さて、ポジションが上位になるということは、マネージャのほうが何か高度なことをやっていそうですが、実際のところはどうでしょうか。
Web記事における役割の違い
まずはWebにある記事から、マネージャ/リーダーをどのように書いているか、"マネージャー 役割" 、"リーダー 役割" それぞれの検索上位3位の記事をもとに役割を比較してみました。
"マネージャー 役割"の検索上位3位 | 役割 | "リーダー 役割"の検索上位3位 | 役割 |
---|---|---|---|
マネージャーの仕事とは? マネージャーが果たすべき3つの役割 │ Ritoriりとり |
- 方針を明確にする - 管理する - 評価する |
リーダーシップとは? リーダの役割と優秀なリーダーが持つ10の要素 | Senses |
- 目標を設定する - 組織の環境を整備する - 手本になる - メンバーが主体的に動くように働きかける |
「マネージャー」とは? 意味や求めれる役割・能力、心得から育成方法までご紹介 | BizHint(ビズヒント)- 事業の課題にヒントを届けるビジネスメディア |
- 組織の統括・管理 - 部下の育成・指導 - 組織の成果への責任 - 責任感のある意思決定 |
リーダーに求められる4つの役割とは | 社員研修・社員教育のリクルートマネジメントスクール |
- 方向性を示す - 組織を整える - エンパワーメントを進める - 模範となる |
マネジメントとは何か? 管理職が担うマネージャーの役割と仕事内容 | 社員研修・社員教育のリクルートマネジメントスクール |
- 部下の動機づけをする - 目標を設定する - 適切な指導を行う - 定期的に評価・フィードバックを行う |
リーダーにはトップの代わりにチームを管理する【4つの役割】がある | - チームを束ねる役割 - メンバーを育てる役割 - 業務を管理する役割 - 情報を連携する役割 |
......うーむ、マネージャもリーダーも同じような役割に見えますね。
ただでさえ、人手が不足する時代、 上位のマネージャとリーダーで 役割=やることに重複があると、とっっ (中略) っってもツラい ところです。

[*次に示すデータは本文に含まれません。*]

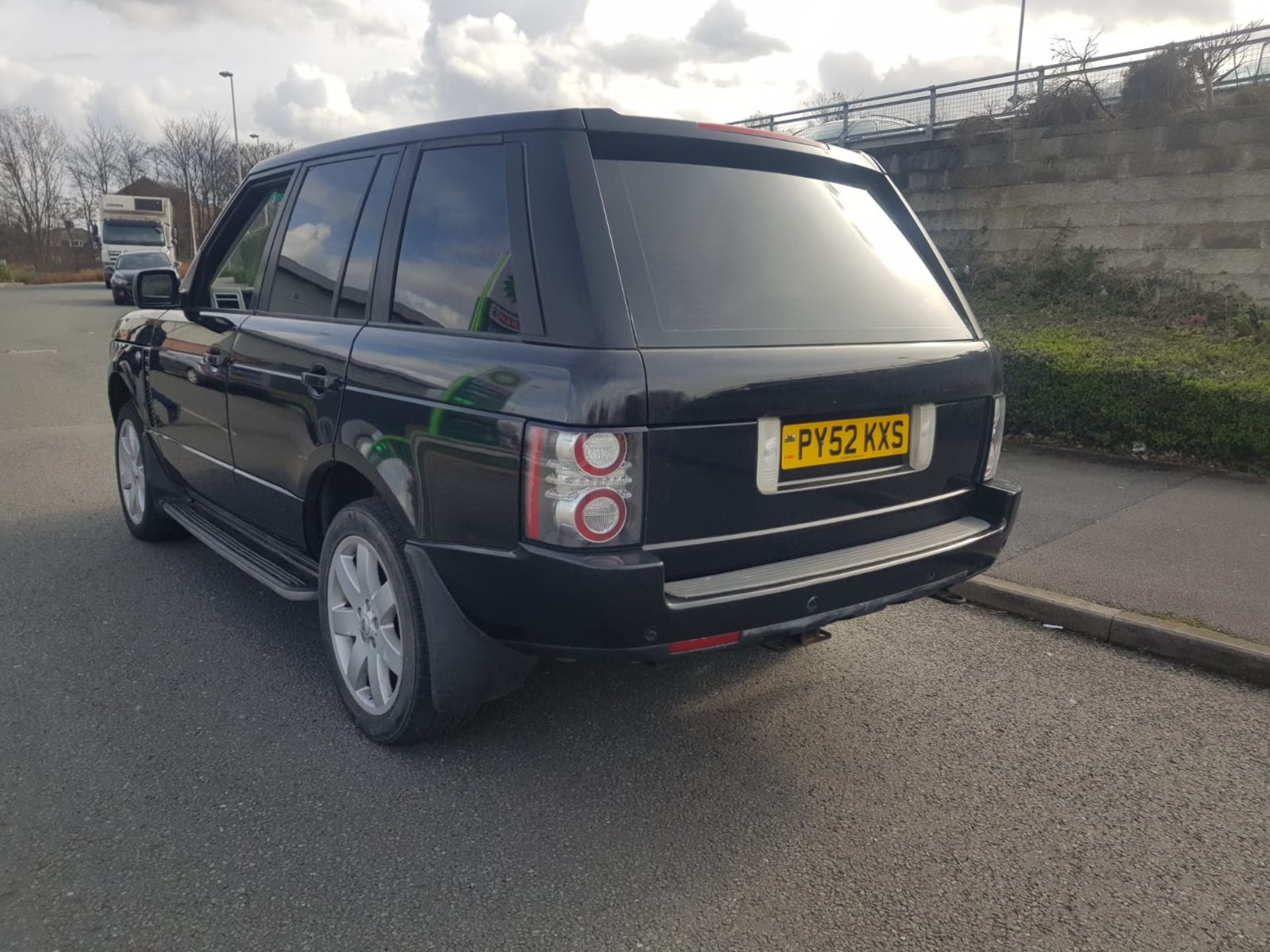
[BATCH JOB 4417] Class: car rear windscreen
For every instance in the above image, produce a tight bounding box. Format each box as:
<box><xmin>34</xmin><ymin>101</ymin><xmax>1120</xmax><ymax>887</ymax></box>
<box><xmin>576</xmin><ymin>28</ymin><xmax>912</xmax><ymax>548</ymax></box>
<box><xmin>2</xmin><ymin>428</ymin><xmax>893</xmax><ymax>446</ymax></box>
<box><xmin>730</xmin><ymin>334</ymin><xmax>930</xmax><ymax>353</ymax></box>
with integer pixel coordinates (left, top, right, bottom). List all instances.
<box><xmin>595</xmin><ymin>159</ymin><xmax>973</xmax><ymax>346</ymax></box>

サラリーもいいはずですし、もし同じようなレポートをどちらにも出さないといけないとなると、、、オーバーコストもいいところです。
皆さんの企業・組織・チームではいかがでしょうか?
なぜ、このようなことが起こるのか?
結論をいうと、定義が曖昧だから、です。
定義が明確であれば、先程のWeb記事の内容も統一されるはずです。
ということは、各企業・組織・チームによってマネージャ、リーダーの定義が必要になり、それが定義されていない企業では、個人個人でなんとなく役割をイメージする、もしくは該当のポジションに就いている人をロールモデルとしてイメージを作ります。

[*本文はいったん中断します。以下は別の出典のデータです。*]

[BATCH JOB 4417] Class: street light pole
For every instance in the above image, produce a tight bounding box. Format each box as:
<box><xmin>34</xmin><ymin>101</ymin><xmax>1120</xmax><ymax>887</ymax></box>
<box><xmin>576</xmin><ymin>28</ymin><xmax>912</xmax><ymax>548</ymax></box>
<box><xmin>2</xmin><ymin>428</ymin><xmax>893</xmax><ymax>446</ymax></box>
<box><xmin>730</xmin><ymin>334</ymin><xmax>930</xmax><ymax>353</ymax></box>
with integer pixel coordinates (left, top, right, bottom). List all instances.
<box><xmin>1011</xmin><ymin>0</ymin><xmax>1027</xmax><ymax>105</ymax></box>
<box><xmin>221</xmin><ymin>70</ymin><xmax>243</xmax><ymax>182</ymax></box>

となると、"私の考える" 最強のマネジメント、"私の考える" 最強のリーダーシップが出来上がり、役割が重複する結果になります。
では、マネージャとリーダーの役割が重複しないよう、どう定義すれば、よいのでしょうか?
こういうときは "原点に帰れ" というのが先人の知恵です。
マネジメントの起源で調べてみる
マネジメントの存在を生み出したとされる "軍隊" では、どのように定義されているのでしょうか。調べてみました。
階級 | やること |
---|---|
将官 | 戦略レベルでの作戦指導を策定 |
下士官 | 戦術レベルで将校を補佐。兵をまとめて小隊の指揮を取る |
兵 | 実際に行動する人 |
さすがに、指揮命令系統が整っているだけあって、わかりやすいですね。
将官は、将来どのような脅威やリスクが想定され、その脅威やリスクが発生した場合、どのようにディフェンスするか、など戦略レベルで考えて準備・実行します。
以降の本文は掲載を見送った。